Given the importance of cholesterol in the embryonic and fetal development phases, the administration of LOVINACOR ® during the period of pregnancy is strictly contraindicated.

It is also advisable to suspend breastfeeding during therapy, given the absence of studies that characterize the pharmacokinetic properties of the active ingredient taken with breast milk and their repercussions on the health of the newborn.

Interactions

Lovastatin is metabolised in the liver mainly by the cytochrome P450 3A4 enzyme, easily modulated by different active ingredients, which can therefore alter the normal pharmacokinetic properties of LOVINACOR ®

In particular:

Intake of CYP3A4 inhibitors (chamomile, grapefruit juice, itraconazole, ketoconazole, HIV protease inhibitors, erythromycin, clarithromycin, cyclosporine, telithromycin and nefazodone) could result in a significant increase in drug exposure, increasing the incidence of even serious side effects;
The concomitant administration of fibrates, niacin and other low-fat drugs could lead to an increase in biological activity, with an increased risk of rhabdomyolysis and myopathies;

Finally, lovastatin - like other statins - could increase prothrombin time, thus enhancing the therapeutic effects of oral anticoagulants.

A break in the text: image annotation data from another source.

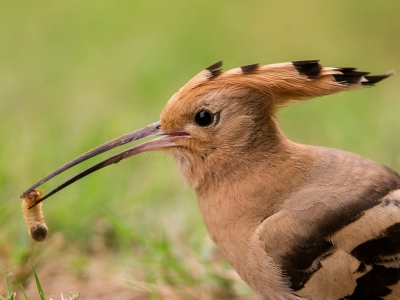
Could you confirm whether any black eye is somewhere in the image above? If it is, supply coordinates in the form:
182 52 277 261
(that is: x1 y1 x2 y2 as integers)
194 110 214 127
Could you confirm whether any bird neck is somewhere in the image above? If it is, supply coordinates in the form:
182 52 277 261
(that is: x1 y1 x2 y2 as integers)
195 132 318 248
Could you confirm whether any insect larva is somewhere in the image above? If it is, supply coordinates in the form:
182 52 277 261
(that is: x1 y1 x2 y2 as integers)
22 189 49 242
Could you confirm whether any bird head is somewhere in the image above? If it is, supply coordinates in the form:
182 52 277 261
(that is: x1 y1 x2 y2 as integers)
21 60 393 204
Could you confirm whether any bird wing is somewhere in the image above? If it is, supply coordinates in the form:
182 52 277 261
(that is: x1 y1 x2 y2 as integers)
256 149 400 299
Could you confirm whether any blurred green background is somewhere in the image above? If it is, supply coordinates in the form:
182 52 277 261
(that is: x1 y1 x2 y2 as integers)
0 0 400 299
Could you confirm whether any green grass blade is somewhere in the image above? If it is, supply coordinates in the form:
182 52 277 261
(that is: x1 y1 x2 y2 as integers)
19 283 29 300
0 268 15 300
29 260 46 300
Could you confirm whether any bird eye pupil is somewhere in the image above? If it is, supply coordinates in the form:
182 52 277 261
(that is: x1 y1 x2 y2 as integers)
194 110 214 127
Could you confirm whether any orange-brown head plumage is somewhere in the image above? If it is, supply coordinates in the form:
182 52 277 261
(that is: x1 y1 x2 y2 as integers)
161 60 392 187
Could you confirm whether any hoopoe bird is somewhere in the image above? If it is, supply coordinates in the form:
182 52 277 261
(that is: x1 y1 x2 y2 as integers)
22 60 400 300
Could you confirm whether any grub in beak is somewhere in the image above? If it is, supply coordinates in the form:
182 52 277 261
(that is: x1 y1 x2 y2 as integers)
20 122 190 208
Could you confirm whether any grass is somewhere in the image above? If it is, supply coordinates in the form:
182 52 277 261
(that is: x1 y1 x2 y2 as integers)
0 0 400 299
0 263 79 300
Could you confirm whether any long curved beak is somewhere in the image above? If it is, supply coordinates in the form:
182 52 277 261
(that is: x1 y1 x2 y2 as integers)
20 122 190 208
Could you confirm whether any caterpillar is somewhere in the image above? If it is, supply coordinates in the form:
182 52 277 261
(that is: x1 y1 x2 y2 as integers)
22 189 49 242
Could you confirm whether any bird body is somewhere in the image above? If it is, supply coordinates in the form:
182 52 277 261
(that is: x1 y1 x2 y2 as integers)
22 60 400 300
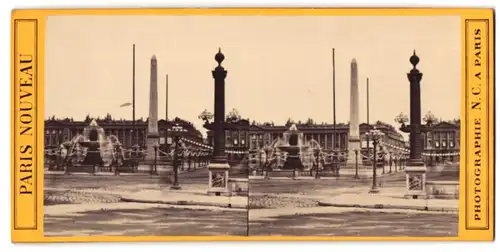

Contraindications LOVINACOR ® Lovastatina

LOVINACOR ® is contraindicated in case of previous history of myopathy or predisposition to the development of this disease, in case of active liver disease, in case of hypersensitivity to the drug or to one of its components, and during the entire period of pregnancy and breastfeeding.

Undesirable effects - Side effects

The side effects described following lovastatin are generally not clinically relevant and transient.

The most common adverse reactions were asthenia, abdominal pain, constipation, nausea, cramps, myalgia and dizziness.

More important and serious side effects - such as interstitial lung disease, liver damage, neurological and musculoskeletal damage - have been described, albeit rarely, in patients at risk or with a predisposition to certain pathologies. In these cases. however, discontinuation of LOVINACOR ® therapy ensured a rapid return to normal function.